On a global basis, 46 life-sciences companies went public in 2011, up from 39 in 2010. Although the number of IPOs increased in 2011, the total amount raised decreased by 44.6% compared to 2010, down from nearly $6.8 billion in 2010 to $3.7 billion in 2010, according to Burrill & Company. In the US, a total of 16 life-sciences companies went public in 2011 and raised $1.4 billion compared to 20 companies that went public in 2010 and that also raised $1.4 billion in those IPOs. As a group, life-sciences IPOs of 2011 fell 29% from their initial offering prices as of the close of the year. Ten companies that went public did so below their target price ranges and, as a group, these companies sold nearly 28% more shares than they had set out to sell while raising 13% less than they had hoped.
Mergers and acquisitions (M&A) were up in 2011, both globally and in the US. Global biotechnology M&A activity was valued $160 billion in 2011, up 7.5% from 2010, according to Burrill & Company. M&A activity with US targets also rose, up 32.5% in 2011 compared to 2010 from $71.9 billion in 2010 to $95.2 billion in 2011. Some key deals in 2011 included the completion of long negotiation between Sanofi and Genzyme in Sanofi’s acquisition of Genzyme, which included the use of contingent value rights that could be worth up to $14 each, notes Burrill & Company. These rights closed 2011 at $1.17, a reflection of Wall Street's uncertainty about their value. Those rights could add as much as $3.8 billion more to the agreed-on $20.1 billion deal. Other notable deals included generic-drug producer Teva Pharmaceutical buying the biopharmaceutical company Cephalon for $13 billion; Takeda buying Switzerland's Nycomed for $13.7 billion to broaden its access to Europe and emerging markets; and Gilead's planned $11 billion purchase of hepatitis C drug developer Pharmasset.

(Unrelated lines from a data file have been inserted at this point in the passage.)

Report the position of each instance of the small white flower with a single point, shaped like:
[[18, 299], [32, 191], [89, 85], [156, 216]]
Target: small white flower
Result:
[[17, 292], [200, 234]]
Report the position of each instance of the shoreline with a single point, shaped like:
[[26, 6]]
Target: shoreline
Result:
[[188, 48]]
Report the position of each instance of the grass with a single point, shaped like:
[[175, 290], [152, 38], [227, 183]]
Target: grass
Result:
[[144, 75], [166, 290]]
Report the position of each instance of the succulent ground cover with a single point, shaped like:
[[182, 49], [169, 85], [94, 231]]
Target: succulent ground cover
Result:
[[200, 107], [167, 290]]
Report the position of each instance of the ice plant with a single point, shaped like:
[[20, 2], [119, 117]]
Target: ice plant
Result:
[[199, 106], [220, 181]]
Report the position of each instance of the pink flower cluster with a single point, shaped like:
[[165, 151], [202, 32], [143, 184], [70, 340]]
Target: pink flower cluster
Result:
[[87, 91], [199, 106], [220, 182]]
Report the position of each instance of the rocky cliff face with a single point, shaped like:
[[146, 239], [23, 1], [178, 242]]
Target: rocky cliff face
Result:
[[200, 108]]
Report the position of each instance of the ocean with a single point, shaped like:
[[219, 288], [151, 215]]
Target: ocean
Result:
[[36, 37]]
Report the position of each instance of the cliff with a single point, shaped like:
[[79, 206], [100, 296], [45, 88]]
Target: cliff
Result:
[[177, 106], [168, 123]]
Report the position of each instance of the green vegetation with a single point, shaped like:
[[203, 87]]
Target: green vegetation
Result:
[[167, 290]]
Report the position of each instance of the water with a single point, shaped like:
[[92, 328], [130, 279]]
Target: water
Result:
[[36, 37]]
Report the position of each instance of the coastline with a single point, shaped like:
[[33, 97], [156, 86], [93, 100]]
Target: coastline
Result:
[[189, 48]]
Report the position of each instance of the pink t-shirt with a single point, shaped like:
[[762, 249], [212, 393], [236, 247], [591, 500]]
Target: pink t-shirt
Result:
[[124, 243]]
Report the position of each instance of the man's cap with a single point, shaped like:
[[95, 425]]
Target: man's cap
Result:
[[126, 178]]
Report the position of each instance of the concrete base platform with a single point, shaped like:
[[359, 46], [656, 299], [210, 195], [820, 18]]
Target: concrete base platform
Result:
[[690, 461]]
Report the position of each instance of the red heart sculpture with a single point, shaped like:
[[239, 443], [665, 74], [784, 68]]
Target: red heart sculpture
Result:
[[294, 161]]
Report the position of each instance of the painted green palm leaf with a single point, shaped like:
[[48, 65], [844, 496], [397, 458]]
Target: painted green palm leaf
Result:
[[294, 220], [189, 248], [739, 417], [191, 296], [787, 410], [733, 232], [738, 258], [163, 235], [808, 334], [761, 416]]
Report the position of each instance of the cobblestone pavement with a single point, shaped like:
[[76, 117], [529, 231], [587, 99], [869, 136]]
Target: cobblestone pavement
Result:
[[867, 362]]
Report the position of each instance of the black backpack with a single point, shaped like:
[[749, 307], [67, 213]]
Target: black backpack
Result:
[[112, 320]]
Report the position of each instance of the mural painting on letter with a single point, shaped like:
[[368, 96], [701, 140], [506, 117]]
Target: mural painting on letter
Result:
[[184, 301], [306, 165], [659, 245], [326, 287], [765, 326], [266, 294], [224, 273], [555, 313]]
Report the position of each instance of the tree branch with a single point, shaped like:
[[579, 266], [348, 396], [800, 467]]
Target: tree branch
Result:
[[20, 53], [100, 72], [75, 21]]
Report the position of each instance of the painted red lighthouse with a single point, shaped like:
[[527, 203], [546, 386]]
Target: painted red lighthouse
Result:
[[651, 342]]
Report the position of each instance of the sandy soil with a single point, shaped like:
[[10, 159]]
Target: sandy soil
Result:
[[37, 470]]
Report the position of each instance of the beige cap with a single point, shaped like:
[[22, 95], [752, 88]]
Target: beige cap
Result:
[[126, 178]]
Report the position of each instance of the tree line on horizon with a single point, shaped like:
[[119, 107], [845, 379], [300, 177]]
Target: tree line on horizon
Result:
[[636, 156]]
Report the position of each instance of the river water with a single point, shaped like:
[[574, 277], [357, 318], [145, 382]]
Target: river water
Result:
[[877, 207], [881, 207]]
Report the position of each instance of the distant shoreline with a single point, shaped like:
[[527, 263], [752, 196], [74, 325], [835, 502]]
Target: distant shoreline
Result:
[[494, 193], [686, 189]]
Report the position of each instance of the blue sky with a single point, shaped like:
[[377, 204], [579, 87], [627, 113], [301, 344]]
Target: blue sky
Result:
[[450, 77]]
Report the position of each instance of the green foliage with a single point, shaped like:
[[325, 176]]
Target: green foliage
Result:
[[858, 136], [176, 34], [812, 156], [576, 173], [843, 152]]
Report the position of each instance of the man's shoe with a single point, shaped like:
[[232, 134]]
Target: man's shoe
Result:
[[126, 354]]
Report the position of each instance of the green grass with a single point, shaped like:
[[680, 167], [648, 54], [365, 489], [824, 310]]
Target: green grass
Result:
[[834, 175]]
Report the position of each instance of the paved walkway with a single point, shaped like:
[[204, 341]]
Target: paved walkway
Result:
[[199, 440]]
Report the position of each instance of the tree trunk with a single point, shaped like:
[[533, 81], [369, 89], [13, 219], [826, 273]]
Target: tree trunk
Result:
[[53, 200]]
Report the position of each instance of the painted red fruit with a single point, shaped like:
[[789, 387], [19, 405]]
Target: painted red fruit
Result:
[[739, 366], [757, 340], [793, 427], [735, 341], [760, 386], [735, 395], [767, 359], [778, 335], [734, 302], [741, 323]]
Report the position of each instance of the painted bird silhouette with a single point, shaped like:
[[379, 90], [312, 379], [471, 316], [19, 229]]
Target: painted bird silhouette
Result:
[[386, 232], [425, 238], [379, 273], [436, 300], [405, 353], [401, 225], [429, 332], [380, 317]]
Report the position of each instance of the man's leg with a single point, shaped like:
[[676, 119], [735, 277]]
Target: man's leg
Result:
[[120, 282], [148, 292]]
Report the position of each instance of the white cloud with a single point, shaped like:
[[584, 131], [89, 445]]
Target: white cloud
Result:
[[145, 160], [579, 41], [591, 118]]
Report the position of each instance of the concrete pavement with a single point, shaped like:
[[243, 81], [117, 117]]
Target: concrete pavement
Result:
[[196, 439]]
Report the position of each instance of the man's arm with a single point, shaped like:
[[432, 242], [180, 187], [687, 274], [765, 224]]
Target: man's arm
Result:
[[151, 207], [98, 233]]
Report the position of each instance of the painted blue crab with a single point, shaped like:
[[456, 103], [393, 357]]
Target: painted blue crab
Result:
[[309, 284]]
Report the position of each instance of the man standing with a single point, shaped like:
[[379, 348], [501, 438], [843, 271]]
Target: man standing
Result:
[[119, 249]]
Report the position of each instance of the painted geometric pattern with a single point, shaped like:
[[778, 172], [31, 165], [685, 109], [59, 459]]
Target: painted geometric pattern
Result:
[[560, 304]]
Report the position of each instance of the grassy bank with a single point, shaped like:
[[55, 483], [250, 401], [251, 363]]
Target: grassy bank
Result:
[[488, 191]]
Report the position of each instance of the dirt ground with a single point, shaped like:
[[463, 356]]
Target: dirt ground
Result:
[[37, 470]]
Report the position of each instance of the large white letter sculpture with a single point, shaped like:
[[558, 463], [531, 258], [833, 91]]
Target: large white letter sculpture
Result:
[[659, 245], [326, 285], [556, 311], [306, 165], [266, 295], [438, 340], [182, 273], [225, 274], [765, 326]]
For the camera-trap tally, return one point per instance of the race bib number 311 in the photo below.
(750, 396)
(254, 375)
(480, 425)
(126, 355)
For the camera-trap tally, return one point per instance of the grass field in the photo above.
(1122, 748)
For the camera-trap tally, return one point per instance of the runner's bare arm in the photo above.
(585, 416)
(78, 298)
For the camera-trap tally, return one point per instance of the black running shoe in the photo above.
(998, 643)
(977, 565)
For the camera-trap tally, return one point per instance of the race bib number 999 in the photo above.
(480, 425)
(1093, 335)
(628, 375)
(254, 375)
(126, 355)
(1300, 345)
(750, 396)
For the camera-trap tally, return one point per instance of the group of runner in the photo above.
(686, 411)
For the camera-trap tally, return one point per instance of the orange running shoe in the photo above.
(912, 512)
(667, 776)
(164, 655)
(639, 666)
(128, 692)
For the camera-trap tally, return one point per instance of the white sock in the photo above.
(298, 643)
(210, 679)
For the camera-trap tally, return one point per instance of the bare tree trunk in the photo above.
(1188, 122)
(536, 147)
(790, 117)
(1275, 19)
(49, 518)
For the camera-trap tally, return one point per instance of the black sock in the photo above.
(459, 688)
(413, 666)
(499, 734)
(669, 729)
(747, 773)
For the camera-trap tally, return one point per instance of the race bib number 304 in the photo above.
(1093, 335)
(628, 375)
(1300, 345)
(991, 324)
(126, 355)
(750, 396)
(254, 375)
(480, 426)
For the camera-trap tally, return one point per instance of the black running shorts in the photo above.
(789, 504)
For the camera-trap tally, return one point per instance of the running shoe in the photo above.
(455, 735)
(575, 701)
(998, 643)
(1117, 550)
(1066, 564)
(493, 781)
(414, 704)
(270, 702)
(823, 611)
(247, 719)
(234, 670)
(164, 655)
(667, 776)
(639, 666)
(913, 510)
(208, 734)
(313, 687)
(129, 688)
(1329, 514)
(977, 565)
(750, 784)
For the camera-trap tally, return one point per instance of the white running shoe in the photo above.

Financing raised through partnering deals, however, declined significantly in 2011. Global partnering financing fell 38.3% in 2011, from $61.3 billion in 2010 to $37.8 billion in 2011, according to Burrill & Company. Financing from US partnering and licensing deals took a commensurate plunge and fell 32.8% in 2011 from $34.0 billion in 2010 to $22.9 billion in 2011.
“As we begin the new year, the volatility that has characterized the financial markets in the second half of 2011 is likely to continue,” noted the Burrill & Company release. “Europe's sovereign debt crisis will take years to work through and with 2012 being an election year in the United States, the divide between the parties is not likely to be bridged. While the industry continues to raise a substantial amount of capital, much of it is going to fund large, well-established companies.”